Road tunnel in Italy

The Gran Sasso Tunnel is part of the A24 Motorway in Italy that links Rome and the Adriatic Sea via L'Aquila and Teramo, through the Apennine Mountains via the Gran Sasso in Abruzzo.

There are two tunnels, each with two lanes for each direction, 10,176 metres long. Construction started on November 14, 1968. The eastbound tunnel (to Teramo) opened on December 1, 1984 while the westbound tunnel (to L'Aquila) opened in 1993. Costs for the entire project amounted to approximately 1,700 billion Italian liras (nearly €890 million) - instead of the initially foreseen 80 billion Italian liras, due to unforeseen circumstances.

The tunnels host the Laboratori Nazionali del Gran Sasso, the largest underground research center in the world. This underground laboratories are used by the INFN (Istituto Nazionale di Fisica Nucleare - National Nuclear Physics Laboratory) for experiments that require a low background environment in the fields of astroparticle physics and nuclear astrophysics.
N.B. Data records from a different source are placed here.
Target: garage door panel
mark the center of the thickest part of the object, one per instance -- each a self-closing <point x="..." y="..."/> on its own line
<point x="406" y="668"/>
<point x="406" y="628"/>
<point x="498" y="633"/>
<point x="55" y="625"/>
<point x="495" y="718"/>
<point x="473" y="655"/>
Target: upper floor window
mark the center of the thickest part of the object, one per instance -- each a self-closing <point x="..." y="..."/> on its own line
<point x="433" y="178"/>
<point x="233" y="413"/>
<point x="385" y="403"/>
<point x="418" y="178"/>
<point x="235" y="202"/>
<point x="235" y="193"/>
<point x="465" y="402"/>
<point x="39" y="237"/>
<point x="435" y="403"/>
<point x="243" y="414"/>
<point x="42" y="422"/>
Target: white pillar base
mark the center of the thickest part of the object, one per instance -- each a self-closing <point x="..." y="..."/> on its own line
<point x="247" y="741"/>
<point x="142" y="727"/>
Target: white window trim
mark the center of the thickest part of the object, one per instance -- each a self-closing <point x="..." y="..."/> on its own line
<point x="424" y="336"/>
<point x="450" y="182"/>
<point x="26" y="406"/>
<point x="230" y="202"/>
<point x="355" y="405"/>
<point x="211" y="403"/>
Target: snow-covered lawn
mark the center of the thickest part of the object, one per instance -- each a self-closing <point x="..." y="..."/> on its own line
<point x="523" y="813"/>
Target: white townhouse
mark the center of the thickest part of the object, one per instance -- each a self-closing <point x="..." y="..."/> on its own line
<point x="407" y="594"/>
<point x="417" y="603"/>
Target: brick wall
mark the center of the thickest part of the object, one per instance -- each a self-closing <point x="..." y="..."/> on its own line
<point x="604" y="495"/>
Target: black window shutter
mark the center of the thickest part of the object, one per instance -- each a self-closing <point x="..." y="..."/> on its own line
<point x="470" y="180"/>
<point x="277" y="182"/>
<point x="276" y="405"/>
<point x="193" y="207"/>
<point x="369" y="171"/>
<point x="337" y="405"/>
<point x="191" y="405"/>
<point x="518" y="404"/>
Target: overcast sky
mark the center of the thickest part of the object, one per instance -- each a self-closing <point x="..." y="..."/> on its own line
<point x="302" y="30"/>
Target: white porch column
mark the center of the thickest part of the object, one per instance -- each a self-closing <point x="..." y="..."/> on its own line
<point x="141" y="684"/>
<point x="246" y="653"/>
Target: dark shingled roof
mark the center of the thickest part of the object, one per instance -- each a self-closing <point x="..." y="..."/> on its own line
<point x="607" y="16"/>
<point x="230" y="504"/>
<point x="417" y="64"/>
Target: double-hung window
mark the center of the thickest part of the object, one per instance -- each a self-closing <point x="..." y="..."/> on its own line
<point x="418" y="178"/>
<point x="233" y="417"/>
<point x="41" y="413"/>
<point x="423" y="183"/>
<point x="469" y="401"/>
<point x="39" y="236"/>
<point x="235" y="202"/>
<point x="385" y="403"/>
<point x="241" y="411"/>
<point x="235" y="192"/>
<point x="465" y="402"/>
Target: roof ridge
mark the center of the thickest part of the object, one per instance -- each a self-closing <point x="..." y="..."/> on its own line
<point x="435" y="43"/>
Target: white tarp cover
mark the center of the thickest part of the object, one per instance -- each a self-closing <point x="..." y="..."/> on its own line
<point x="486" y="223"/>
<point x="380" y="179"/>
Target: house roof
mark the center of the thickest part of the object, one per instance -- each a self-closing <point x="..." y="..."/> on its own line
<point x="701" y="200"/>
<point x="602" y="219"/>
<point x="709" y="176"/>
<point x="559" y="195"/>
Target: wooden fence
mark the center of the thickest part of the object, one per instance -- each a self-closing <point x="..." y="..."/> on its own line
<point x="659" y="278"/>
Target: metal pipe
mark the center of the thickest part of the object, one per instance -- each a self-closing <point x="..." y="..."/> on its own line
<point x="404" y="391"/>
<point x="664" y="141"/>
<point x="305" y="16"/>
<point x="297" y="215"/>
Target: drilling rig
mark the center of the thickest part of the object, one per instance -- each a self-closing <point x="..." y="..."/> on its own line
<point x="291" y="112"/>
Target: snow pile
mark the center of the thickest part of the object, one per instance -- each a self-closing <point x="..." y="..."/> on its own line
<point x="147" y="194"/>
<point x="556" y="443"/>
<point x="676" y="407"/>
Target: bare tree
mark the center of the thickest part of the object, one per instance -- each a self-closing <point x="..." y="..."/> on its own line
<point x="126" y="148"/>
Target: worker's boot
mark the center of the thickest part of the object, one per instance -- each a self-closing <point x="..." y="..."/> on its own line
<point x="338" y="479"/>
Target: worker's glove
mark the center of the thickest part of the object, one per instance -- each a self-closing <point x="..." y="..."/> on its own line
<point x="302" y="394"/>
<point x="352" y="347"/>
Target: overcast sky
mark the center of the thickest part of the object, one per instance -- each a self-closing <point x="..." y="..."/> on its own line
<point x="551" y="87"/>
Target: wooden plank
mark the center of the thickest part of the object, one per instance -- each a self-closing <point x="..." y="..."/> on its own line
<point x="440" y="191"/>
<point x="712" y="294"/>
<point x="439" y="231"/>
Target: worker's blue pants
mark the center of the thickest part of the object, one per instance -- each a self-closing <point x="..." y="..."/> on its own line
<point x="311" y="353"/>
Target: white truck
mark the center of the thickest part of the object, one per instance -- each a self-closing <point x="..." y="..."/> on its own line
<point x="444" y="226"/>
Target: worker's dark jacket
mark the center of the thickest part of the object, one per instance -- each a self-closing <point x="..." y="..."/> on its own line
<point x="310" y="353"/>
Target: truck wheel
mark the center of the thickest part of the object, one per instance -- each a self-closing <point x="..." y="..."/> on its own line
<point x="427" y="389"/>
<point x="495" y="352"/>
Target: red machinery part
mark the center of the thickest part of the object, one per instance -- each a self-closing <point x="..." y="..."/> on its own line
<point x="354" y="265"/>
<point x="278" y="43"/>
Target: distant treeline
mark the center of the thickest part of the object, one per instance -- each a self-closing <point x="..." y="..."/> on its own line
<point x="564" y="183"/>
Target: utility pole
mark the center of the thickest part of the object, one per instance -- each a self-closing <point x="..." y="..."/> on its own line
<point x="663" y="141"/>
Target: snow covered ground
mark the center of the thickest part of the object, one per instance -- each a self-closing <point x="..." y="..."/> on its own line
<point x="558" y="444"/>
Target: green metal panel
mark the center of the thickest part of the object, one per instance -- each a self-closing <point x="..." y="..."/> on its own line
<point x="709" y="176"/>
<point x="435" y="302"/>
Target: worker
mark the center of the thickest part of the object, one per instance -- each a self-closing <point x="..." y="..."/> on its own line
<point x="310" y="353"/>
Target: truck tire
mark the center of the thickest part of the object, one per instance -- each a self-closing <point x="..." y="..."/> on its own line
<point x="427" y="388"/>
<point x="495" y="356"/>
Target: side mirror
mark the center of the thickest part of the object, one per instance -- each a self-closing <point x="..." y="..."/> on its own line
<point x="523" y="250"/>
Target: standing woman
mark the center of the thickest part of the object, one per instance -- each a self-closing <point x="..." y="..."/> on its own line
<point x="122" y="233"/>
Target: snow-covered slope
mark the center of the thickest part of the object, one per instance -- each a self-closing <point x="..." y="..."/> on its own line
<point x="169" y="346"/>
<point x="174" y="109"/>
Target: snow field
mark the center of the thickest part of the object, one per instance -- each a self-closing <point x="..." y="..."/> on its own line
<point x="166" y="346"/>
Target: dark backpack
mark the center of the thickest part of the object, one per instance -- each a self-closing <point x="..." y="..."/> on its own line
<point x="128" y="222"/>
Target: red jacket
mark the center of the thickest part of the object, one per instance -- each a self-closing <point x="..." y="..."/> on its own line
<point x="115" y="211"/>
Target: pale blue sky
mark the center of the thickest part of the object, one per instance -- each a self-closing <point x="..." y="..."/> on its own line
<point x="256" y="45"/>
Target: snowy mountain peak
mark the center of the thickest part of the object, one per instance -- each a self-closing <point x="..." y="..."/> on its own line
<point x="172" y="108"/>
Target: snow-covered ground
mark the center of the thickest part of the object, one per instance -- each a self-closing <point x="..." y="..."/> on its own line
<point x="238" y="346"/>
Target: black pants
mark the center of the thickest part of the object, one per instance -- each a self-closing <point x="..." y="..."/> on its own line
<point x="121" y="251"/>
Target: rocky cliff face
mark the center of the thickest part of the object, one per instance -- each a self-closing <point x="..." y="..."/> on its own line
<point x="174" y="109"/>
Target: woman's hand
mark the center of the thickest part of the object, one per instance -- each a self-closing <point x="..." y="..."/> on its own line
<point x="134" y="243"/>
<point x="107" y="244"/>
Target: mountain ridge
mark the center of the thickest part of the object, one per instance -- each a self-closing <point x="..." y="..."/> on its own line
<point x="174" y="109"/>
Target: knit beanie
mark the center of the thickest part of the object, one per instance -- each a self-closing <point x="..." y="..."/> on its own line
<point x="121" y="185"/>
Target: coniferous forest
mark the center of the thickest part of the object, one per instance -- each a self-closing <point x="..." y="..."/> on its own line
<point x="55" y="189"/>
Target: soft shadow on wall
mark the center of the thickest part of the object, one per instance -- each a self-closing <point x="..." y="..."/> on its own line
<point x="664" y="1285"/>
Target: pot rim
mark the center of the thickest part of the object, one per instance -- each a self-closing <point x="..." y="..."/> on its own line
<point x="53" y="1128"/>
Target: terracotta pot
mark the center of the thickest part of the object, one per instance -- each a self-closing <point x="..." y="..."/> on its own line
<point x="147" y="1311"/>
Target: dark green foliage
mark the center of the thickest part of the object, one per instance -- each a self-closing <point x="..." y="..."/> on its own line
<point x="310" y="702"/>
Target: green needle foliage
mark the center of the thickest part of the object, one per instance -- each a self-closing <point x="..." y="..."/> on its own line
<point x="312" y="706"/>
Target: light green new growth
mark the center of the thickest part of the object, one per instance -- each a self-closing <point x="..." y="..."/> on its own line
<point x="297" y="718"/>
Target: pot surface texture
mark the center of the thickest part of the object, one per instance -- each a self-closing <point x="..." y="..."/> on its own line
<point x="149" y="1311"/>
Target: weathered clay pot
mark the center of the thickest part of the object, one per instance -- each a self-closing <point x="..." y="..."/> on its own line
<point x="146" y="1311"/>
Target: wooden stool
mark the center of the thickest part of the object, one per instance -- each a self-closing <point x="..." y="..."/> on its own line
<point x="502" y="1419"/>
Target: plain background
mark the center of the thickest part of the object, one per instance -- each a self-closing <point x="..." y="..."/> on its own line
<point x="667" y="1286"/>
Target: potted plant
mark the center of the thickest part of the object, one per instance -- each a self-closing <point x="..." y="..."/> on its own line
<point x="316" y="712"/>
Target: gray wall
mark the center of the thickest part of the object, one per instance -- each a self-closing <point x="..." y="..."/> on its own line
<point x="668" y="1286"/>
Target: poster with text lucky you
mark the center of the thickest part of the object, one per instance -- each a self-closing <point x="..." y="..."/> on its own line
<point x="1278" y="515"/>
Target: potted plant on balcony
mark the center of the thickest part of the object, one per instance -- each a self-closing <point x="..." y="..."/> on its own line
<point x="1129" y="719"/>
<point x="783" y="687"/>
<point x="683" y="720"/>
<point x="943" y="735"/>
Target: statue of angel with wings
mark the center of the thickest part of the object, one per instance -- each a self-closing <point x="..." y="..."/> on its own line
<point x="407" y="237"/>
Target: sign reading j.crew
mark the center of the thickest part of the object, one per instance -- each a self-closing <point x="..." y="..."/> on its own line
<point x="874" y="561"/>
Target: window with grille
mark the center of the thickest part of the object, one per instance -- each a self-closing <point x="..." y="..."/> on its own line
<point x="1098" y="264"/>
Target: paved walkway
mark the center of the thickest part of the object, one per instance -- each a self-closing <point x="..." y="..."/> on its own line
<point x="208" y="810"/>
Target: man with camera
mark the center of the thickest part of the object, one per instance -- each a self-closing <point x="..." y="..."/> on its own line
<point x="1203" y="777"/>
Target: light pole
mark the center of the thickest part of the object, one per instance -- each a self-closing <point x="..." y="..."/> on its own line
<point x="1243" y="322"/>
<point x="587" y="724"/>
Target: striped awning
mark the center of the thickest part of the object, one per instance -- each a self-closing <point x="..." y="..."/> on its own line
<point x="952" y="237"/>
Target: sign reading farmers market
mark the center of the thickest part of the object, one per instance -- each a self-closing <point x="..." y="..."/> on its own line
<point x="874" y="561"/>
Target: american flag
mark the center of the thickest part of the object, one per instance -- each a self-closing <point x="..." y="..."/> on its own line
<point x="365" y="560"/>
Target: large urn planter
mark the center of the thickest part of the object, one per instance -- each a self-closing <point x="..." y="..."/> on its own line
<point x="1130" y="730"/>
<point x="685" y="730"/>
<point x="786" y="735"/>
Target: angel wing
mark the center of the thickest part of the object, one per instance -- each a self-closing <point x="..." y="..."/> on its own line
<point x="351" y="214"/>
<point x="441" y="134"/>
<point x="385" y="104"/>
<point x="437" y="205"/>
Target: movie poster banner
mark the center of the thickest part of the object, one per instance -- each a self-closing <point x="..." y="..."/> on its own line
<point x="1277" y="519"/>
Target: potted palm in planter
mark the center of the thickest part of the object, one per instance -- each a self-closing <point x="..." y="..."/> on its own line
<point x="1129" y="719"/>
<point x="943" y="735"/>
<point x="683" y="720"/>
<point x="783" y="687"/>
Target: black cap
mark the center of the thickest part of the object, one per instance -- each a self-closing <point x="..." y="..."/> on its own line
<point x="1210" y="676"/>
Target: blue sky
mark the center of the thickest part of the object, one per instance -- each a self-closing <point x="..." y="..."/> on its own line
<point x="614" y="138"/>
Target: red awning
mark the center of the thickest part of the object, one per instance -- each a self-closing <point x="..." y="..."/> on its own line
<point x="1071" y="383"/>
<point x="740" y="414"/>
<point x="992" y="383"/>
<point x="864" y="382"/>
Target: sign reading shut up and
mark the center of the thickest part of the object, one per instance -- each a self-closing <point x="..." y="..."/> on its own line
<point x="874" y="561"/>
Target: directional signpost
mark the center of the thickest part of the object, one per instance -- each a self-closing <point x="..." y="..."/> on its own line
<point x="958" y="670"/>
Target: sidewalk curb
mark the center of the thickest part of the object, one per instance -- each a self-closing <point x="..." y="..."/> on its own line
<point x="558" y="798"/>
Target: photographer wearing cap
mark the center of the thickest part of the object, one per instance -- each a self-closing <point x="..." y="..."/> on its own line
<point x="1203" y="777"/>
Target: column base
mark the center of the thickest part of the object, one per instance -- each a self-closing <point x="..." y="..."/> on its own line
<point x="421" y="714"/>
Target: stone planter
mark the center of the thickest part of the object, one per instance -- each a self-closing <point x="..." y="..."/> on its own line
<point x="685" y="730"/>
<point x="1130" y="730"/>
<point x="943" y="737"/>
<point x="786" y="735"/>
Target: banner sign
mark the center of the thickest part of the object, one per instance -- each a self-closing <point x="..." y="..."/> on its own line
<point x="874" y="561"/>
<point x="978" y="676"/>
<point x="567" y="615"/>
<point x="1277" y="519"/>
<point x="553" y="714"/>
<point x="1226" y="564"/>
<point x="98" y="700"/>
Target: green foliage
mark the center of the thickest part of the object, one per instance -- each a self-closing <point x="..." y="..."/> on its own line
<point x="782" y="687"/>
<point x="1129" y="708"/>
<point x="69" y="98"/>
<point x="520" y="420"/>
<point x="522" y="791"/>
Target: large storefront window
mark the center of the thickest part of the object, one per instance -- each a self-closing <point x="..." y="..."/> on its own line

Construction works started in 1982 and ended in 1987. These labs are located approximately 1,400 metres under the Gran Sasso massif, protecting the experiments from cosmic rays.

It is the third longest road tunnel in Italy, after the Fréjus and Monte Bianco tunnels, and the longest road tunnel entirely on Italian territory. At the time, it was Europe’s longest double-barrel tunnel, ranking twelfth in the world. As of 2025, it's Europe’s second longest double-barrel road tunnel after the Ryfylke Tunnel, ranking 33rd in the world. (Note: See List of longest road tunnels)

The highway over the mountain, which now sees little traffic, has been renamed the Grand Highway of the Gran Sasso and Monti della Laga National Park to highlight its status as a scenic route.